The man in the old tweed coat looked blank.

"Jake Razor."

"Pardonnez-moi?"

They stared at each other and there it might have ended, except that the first of the Gap-clad men signalled to the second, who pulled up a chair. "Nous cherchons pour Jake Razor. Le mathmaticien et guitarist punk..." From his jacket he retrieved a press card and a letter from some editor at Rolling Stone, dumping these beside an old photograph of a bare-chested, snarling boy in black jeans.

"Avez-vous seen him?"

"He's dead," said the tramp, checking the name on the card. "Years back. There was a fire. It was on the radio."

Bill Hagsteen sighed. "That was Marzaq," he said. "The Arab kid."

Marzaq al-Turq had been born half German and half Turkish, as his name suggested, but the tramp didn't bother to point this out. "Even if Jake's alive," said the tramp, "what makes you think he moved to Paris?"

"We have information," said Bill Hagsteen.

"There's a family trust," the other said. "It bought an apartment in Rue St. Paul, roughly fifteen years ago."

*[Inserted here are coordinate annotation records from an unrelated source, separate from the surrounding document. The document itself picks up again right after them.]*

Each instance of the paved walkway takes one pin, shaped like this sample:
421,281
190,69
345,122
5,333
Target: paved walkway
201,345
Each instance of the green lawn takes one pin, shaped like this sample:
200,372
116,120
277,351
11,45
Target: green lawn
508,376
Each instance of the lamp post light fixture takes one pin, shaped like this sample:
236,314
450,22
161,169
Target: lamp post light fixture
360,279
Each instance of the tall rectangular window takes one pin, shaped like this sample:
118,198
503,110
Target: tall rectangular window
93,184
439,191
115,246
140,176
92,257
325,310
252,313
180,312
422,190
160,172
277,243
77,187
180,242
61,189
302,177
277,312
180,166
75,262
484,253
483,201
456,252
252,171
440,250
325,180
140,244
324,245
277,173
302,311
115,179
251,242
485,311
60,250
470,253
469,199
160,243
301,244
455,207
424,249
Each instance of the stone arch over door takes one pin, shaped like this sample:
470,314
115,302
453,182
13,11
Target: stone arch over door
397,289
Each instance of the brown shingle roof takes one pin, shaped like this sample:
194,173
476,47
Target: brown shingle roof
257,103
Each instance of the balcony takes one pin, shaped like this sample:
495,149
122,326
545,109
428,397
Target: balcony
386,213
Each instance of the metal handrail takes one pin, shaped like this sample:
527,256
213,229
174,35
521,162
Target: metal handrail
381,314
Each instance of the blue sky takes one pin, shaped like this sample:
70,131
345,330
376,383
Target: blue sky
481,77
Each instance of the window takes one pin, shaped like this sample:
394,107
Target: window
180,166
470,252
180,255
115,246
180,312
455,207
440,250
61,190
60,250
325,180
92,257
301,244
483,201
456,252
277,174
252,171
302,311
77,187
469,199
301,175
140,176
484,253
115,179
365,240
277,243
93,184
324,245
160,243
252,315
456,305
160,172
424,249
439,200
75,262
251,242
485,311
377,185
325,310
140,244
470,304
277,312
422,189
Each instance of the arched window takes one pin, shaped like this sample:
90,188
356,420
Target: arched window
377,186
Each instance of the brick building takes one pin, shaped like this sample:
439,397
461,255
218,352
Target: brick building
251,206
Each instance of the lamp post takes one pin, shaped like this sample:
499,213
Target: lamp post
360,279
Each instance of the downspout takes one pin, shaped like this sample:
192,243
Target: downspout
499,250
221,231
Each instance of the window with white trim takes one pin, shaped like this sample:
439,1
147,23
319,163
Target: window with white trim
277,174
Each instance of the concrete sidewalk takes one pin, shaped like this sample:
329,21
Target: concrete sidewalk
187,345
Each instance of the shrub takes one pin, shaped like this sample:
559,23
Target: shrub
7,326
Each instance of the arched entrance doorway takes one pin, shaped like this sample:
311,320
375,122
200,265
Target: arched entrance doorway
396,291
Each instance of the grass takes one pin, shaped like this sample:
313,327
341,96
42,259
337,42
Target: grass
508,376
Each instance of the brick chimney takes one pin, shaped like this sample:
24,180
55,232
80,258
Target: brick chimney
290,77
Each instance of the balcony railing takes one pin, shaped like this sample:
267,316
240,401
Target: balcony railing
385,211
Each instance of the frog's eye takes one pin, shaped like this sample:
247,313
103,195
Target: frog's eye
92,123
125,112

"But no one from the family uses it. In fact, none of them have been anywhere near this city in all that time." They were like an old married couple, finishing each other's sentences without even noticing.

"No problem," said the tramp. "Give me the number and I'll take you there."

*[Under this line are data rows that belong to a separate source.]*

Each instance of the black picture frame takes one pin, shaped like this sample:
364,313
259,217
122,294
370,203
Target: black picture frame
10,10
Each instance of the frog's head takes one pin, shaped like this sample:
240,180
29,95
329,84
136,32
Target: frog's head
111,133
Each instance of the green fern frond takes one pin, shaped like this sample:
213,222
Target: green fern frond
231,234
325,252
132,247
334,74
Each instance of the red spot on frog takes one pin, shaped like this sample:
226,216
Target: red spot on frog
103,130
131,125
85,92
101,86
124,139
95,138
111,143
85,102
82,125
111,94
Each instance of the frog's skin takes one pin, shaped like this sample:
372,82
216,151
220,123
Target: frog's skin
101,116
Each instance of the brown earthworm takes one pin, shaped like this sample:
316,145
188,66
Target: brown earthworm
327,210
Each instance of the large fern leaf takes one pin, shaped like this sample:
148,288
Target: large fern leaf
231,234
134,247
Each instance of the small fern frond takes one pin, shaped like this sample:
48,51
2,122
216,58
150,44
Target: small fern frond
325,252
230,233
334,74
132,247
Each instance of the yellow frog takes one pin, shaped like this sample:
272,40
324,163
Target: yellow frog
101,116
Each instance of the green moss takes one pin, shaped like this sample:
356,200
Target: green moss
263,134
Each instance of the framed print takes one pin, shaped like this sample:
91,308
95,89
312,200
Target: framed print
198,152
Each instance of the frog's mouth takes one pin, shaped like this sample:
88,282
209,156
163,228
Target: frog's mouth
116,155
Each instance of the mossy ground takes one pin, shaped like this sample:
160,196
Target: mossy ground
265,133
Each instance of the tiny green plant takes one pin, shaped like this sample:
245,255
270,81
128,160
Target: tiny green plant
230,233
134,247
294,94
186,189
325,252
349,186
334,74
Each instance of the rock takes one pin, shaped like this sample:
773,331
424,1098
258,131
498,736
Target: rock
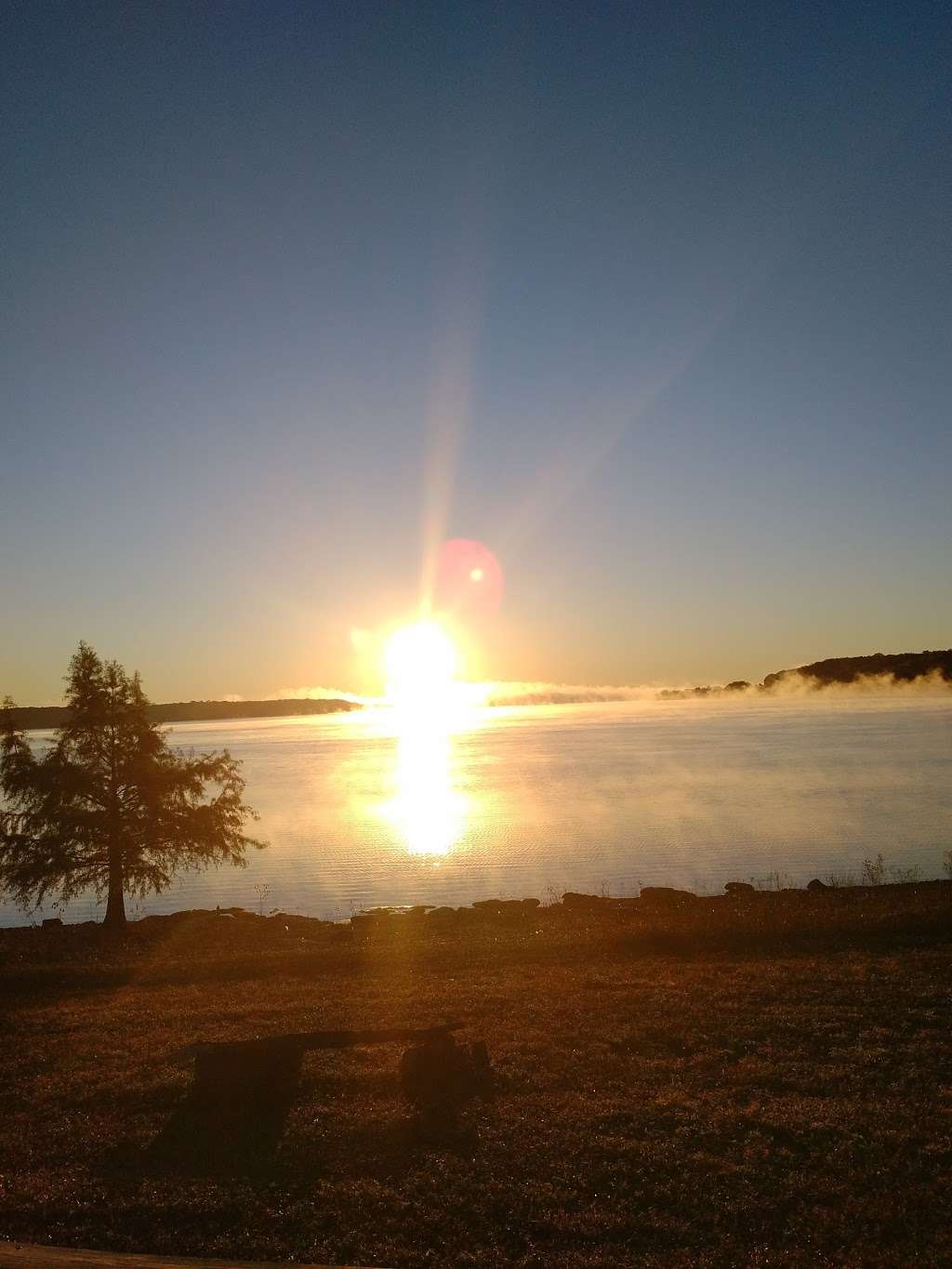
506,907
580,901
666,896
739,887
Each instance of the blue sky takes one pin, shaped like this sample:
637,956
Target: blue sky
653,299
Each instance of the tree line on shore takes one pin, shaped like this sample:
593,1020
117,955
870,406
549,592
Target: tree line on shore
111,806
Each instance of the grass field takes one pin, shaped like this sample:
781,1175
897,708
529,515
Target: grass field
684,1088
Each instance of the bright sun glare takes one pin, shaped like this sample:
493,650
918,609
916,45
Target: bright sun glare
420,664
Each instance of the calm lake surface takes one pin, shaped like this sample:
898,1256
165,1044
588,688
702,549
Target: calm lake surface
364,810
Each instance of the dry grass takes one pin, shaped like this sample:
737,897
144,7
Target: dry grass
664,1098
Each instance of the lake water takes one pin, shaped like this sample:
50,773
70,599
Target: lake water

"If we had that we could find it ourselves."

"We shouldn't even know about the apartment," added Bill Hagsteen. "The trust doesn't take kindly to enquiries from the press."

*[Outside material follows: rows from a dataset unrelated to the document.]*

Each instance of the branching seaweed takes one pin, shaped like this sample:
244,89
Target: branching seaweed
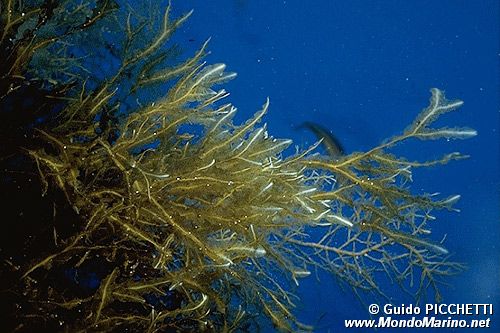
200,229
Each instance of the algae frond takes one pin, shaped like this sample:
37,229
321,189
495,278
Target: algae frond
190,221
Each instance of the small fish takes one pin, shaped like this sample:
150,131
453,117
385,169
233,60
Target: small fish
330,142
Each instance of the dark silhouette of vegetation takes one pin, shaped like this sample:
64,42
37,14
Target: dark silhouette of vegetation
133,201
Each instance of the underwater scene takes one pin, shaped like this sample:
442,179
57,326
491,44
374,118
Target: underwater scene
249,166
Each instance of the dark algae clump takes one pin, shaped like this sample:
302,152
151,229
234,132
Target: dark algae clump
135,203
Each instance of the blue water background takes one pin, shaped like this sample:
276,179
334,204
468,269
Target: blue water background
363,69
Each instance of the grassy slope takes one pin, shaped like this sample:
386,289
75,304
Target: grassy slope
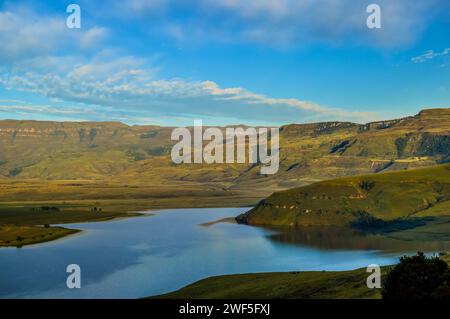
292,285
388,196
299,285
24,225
137,158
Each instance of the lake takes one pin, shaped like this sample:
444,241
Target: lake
158,253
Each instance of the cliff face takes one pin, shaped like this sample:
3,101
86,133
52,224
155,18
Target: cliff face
362,200
309,152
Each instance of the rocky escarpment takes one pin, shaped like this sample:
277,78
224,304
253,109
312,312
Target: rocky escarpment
340,202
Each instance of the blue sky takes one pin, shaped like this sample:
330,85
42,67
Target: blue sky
257,62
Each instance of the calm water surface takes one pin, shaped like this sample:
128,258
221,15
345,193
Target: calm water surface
151,255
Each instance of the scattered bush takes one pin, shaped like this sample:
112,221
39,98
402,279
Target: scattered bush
418,277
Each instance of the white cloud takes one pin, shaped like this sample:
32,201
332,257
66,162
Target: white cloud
24,35
430,55
286,23
126,85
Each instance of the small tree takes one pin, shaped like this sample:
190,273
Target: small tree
418,277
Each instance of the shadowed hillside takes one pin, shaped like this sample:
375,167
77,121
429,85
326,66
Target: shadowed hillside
367,201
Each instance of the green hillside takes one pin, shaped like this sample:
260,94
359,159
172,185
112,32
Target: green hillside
365,200
289,285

The man in the tweed coat thought about this and then thought about it some more. Pulling a final sliver of flesh from his chicken bone, he pushed away his empty bowl. "Maybe I can help," he said.

-=*=-

The steam bath was at the southern end of Rue St. Paul, and the tramp enjoyed seeing his new friends strip to their towels and sit sweating on tiled benches as they watched every man who entered for signs that he might once have been lead guitarist with Razor's Edge.

"Where now?" Bill Hagsteen asked, which the tramp took as an indication that he'd had enough of watching locals shift uneasily under his gaze or glare right back. They ate brunch at the Cajun place next to the Arts, less than a minute from the steam bath. And then Bill had the idea of checking if Jake had ever rented a room at the hotel. So their guide went in by himself and came out again seconds later.

"Fifty euros," he said.

"Twenty-five," said the other.

Bill Hagsteen pulled fifty from a crocodile skin wallet and handed it over without comment.

Folding the euros into his hand and pocketing them before he even reached reception, the tramp smiled at the woman behind the desk. He was smarter today. Still wearing his tweed coat, but with a pair of trousers which looked almost clean.

"Sorry about that," he said, "forgot something."

The receptionist gave him the rate card he asked for, explained about weekend deals and then looked at him more closely.

"I'm babysitting Americans," he explained. They'd nodded to each other in Le Celtic a few times though never spoken.

"You're American." She said this as a fact.

"I've been many things."

Outside, on the pavement, the tramp regretted that no one resembling Jake now rented a room at the Arts Hotel, although a New York poet had lived there for years. Unfortunately he'd died.

"Did you get a description?"

The tramp shook his head. "Before her time."

They stopped to look at the opium pipes in the window of the Buddha shop, crossed the road to cut down Rue Charlemagne, with its blue plaque naming Charles as "Emperor of the West" and rejoined Rue St. Paul via a passage, old buildings rising six storeys on either side of the narrow walk-through.

A black woman at the only free till in Monoprix looked briefly at Bill Hagsteen's old photograph and shook her head, her attention already on a man waiting impatiently behind them. Visits to the tabac and the English bookshop produced much the same result.

"Tell me," said their guide, "how good is your information?"

"Sixty per cent," said Bill Hagsteen. "Maybe less."

"I hope it didn't cost you too much."

"It cost nothing," the other said tartly.